E.1027 - Eileen Gray and the House by the Sea
[…] Was den Film interessant macht, ist seine Hybridität, der formale Versuch, zwischen Archivmaterial, Dokumentation, Vorstellungskraft (Projektionen) und Schauspiel zu mischen. Es gelingt dem Film, ein Stück enorm wichtige Architekturgeschichte hervorzuholen und uns diese zu vergegenwärtigen.
Text: Ruth Baettig
Was ist ein Haus? Was ist das Zuhause? Wie sieht es aus, wenn man darin leben und arbeiten will? In E.1027 – Eileen Gray and the House by the Sea tauchen wir ein in die Gedankenwelten von Eileen Gray, gleichzeitig in ein Stück herausragende Architekturgeschichte. Von Eileen Gray, einer Frau, die sich in der Männerwelt einen Namen gemacht hat und eine der führenden Persönlichkeiten der modernistischen Architektur ist. Dabei konzentrieren sich die beiden Filmschaffenden Beatrice Minger und Christoph Schaub auf das Haus mit dem kryptischen Namen E.1027, der die Verbindung zwischen Eileen Gray und ihrem damaligen Kollegen und Liebhaber Jean Badovici versinnbildlicht. Es lebte sich gut in diesem Traumhaus. Gray wollte Zeit für ihre Arbeit, ihr Denken, ihre Kreativität und zieht aus. Da kommt Corbusier – ein Freund von Badovici – ins Spiel, der es nicht scheut, sich in Abwesenheit von Gray das Haus in seiner künstlerischen Ausdrucksweise durch das Bemalen der formal streng in Weiss gehaltenen Wände anzueignen. Hier kommt man nicht umhin, an den Markierungsdrang von vorwiegend männlichen Tieren zu denken, und man spürt förmlich den nach Urin riechenden Neid.

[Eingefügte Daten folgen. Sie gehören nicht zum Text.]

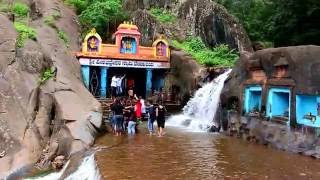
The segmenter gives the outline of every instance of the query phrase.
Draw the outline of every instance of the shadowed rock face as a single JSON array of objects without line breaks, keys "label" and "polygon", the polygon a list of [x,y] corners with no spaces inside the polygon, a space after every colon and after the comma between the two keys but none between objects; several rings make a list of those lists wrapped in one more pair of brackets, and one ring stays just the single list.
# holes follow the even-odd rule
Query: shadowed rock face
[{"label": "shadowed rock face", "polygon": [[[0,153],[6,152],[0,179],[27,164],[45,166],[57,155],[68,158],[89,147],[102,122],[101,105],[83,86],[80,64],[70,53],[79,48],[75,14],[60,1],[33,6],[30,25],[37,41],[27,40],[23,48],[16,48],[13,23],[0,14]],[[68,35],[70,49],[43,24],[56,9],[62,16],[56,26]],[[48,68],[54,77],[39,85]]]},{"label": "shadowed rock face", "polygon": [[[164,1],[159,1],[166,4]],[[143,4],[143,3],[141,3]],[[168,3],[167,3],[168,4]],[[239,51],[252,51],[251,42],[244,28],[227,10],[209,0],[172,1],[169,7],[177,19],[172,23],[160,23],[147,10],[136,10],[125,2],[125,7],[133,11],[132,17],[142,33],[142,44],[150,45],[157,34],[165,34],[172,39],[184,40],[188,34],[199,36],[209,47],[228,44]],[[147,8],[142,6],[141,8]]]}]

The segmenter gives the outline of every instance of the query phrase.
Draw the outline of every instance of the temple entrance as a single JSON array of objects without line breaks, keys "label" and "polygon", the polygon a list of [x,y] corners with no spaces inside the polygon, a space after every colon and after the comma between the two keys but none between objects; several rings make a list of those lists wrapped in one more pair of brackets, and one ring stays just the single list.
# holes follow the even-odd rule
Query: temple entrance
[{"label": "temple entrance", "polygon": [[114,75],[126,75],[122,81],[122,95],[128,95],[128,89],[133,88],[137,96],[145,97],[146,95],[146,69],[138,68],[110,68],[108,72],[108,95],[111,93],[111,79]]}]

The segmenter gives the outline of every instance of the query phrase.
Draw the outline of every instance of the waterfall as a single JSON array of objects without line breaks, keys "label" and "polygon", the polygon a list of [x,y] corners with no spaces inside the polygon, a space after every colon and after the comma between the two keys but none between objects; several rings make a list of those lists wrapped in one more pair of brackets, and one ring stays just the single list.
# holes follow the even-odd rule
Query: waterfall
[{"label": "waterfall", "polygon": [[183,113],[171,116],[166,124],[193,132],[204,132],[212,126],[218,127],[219,124],[214,118],[219,107],[224,81],[230,72],[231,69],[198,89],[183,108]]},{"label": "waterfall", "polygon": [[[35,177],[26,180],[57,180],[61,179],[61,176],[64,174],[68,168],[70,161],[68,161],[64,167],[59,172],[54,172],[46,176]],[[86,179],[86,180],[100,180],[100,172],[97,167],[94,154],[91,154],[83,158],[80,166],[72,174],[68,175],[65,180],[74,180],[74,179]]]}]

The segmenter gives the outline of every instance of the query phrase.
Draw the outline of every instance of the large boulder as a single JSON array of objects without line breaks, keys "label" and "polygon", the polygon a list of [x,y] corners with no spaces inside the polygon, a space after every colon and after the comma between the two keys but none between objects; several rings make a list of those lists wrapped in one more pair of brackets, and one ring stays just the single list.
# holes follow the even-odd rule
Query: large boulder
[{"label": "large boulder", "polygon": [[[246,31],[223,6],[210,0],[158,2],[160,4],[155,6],[167,7],[167,11],[177,18],[170,23],[161,23],[146,9],[135,9],[132,19],[142,33],[142,44],[150,45],[157,34],[165,34],[171,39],[178,40],[184,40],[188,35],[193,35],[201,37],[209,47],[227,44],[239,51],[252,51]],[[143,5],[145,3],[140,4],[142,8],[148,8]],[[125,2],[125,7],[131,9],[132,5]]]},{"label": "large boulder", "polygon": [[[102,123],[101,105],[84,87],[80,64],[70,53],[79,49],[76,15],[57,0],[31,4],[37,41],[23,48],[16,48],[13,23],[0,14],[0,179],[88,148]],[[43,23],[56,11],[56,27],[69,37],[69,48]],[[53,77],[40,83],[48,70]]]}]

Was den Film interessant macht, ist seine Hybridität, der formale Versuch, zwischen Archivmaterial, Dokumentation, Vorstellungskraft (Projektionen) und Schauspiel zu mischen. Es gelingt dem Film, ein Stück enorm wichtige Architekturgeschichte hervorzuholen und uns diese zu vergegenwärtigen. Es geht auch um ein notwendiges Zurechtrücken von Fakten. Dabei helfen reiches und präzis ausgewähltes Archivmaterial von Filmaufnahmen, Fotos, Artikeln und der inszenierte Umgang damit. Hier wird an den Zwischenstellen, den Übergängen gesucht, die Projektionen auf Wänden und Figuren zeigen Schichten und Öffnungen. Diese Stellen offenbaren, dass (Architektur-)Geschichte unter unterschiedlichen Blickwinkeln betrachtet und interpretiert werden kann.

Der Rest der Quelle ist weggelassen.